05 May 2022
From small lantern-lit pathways to towers of neon advertisements, Tokyo is a thriving metropolis and fascinating blend of the old and the ultra-new. It’s also ranked as the world’s safest city.
We bring you the top-five suburbs you won’t want to miss in Japan’s capital city.
Looking for true Japanese traditions, arts and crafts with a local downtown atmosphere? Welcome to Asakusa, where Tokyo’s iconic Sensoji Temple is the oldest Buddhist temple in the capital. The temple entrance Kaminarimon Gate (Thunder Gate) with its giant red lantern is unmissable.
Asakusa is on the Sumida River and can be accessed by the Tokyo Water Bus ferries that operate from Asakusa to Hamarikyu Garden, Odaiba and Toyosu.
One of the best views of Tokyo’s tallest landmark, TOKYO SKYTREE®, can be enjoyed from the Asakusa side of Sumida River, and there is good access to it from Asakusa.
Neighbouring Kappabashi, Tokyo’s famous kitchenware town is within walking distance of Asakusa. Most stores specialise in cooking and catering goods as well as traditional and modern hospitality items such as pots, pans and knives.
The areas of Yanaka & Nezu escaped major damage during the world wars and Tokyo’s natural disasters, and have therefore preserved a sense of history and a bygone era. Often referred to as Tokyo’s downtown (shitamachi), the general vibe is friendly, retro and charming.
Historic sites of Yanaka Cemetery and Nezu Shrine (one of Japan’s oldest shrines) are tucked away among narrow back alleys and traditional wooden houses.
Yanaka Ginza, the retro shopping street, has around 70 shops. Enjoy street food and Japanese snacks such as juicy pork cutlets, grilled squid, and freshly baked rice crackers (senbei).
Yanaka and Nezu are also home to a thriving art scene. HAGISO is a renovated wooden apartment building transformed into a hip café and gallery.
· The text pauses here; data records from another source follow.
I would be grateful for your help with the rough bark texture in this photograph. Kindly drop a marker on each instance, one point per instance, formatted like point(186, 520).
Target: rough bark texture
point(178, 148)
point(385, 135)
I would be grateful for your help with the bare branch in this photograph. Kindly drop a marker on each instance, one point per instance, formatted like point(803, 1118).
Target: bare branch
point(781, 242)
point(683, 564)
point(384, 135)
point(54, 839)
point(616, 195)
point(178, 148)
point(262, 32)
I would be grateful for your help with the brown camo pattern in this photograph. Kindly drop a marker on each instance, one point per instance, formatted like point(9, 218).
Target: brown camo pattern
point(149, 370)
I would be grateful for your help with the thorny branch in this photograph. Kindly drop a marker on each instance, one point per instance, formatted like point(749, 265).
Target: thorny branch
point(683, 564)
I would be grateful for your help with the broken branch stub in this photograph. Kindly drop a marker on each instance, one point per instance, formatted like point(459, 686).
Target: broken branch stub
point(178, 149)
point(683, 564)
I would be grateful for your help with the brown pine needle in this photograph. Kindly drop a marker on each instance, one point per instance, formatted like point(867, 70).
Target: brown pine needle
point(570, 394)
SCAI the Bathhouse, formerly a public bathhouse (sento), has been turned into a contemporary art gallery.
Explore Yanaka and Nezu.
Centred around the Meguro River and within walking distance of the fashionable districts of Daikanyama and Ebisu, Nakameguro holds its own in the sophistication stakes.
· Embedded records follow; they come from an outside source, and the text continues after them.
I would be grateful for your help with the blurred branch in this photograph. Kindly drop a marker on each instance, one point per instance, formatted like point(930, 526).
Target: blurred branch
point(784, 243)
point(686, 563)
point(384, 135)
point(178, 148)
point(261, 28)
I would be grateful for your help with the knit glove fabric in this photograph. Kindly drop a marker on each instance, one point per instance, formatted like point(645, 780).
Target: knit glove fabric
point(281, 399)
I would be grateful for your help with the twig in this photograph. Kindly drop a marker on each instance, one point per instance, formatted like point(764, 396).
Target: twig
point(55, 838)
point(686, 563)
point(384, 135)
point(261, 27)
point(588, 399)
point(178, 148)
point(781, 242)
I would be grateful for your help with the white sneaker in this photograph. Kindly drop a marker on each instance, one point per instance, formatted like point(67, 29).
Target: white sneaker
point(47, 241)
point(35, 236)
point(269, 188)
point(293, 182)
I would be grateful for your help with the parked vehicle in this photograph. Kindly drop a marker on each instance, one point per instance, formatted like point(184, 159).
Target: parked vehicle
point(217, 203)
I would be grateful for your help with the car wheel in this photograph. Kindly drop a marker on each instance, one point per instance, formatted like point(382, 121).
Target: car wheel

The area is home to a range of cool cafes and restaurants, hip interior and accessory shops and the newly developed Nakameguro Koukashita—700 metres of bars and stores anchored by uber-modern bookstore Nakameguro Tsutaya Books.
Nakameguro is a bustling bastion of cool throughout the year, but you’ll find the crowds swell in late March and early April when the densely packed riverside cherry trees bud and blossom, creating an ultra-photogenic tunnel of pink.
This is a small stylish neighbourhood close to Shinjuku which was once a lively geisha district. These days, with cobbled streets, chic shops, French schools and French restaurants, Kagurazaka is better known as Tokyo’s little Paris.
Stroll the quiet backstreets and you’ll still find signs of the area’s geisha heritage: elegant traditional ryotei restaurants and kimono stores are flanked by modern Michelin-starred establishments and minimalist galleries.
You may even catch a glimpse of the few remaining geisha going to their appointments. Kagurazaka is now a relaxing place where you can explore the mix of shrines, cafes and fashionable new stores as cats sun themselves in quiet corners.
The Kichijoji area often tops Tokyo’s most-desirable-place-to-live list, primarily because Inokashira Park is just minutes away from Kichijoji Station, and Shibuya and Shinjuku are both relatively close by.
Head out here for a day of relaxing recreation on boats and under trees, followed by an evening of authentic Japanese food and drink as you tour the standing bars of Harmonica Yokocho Alley.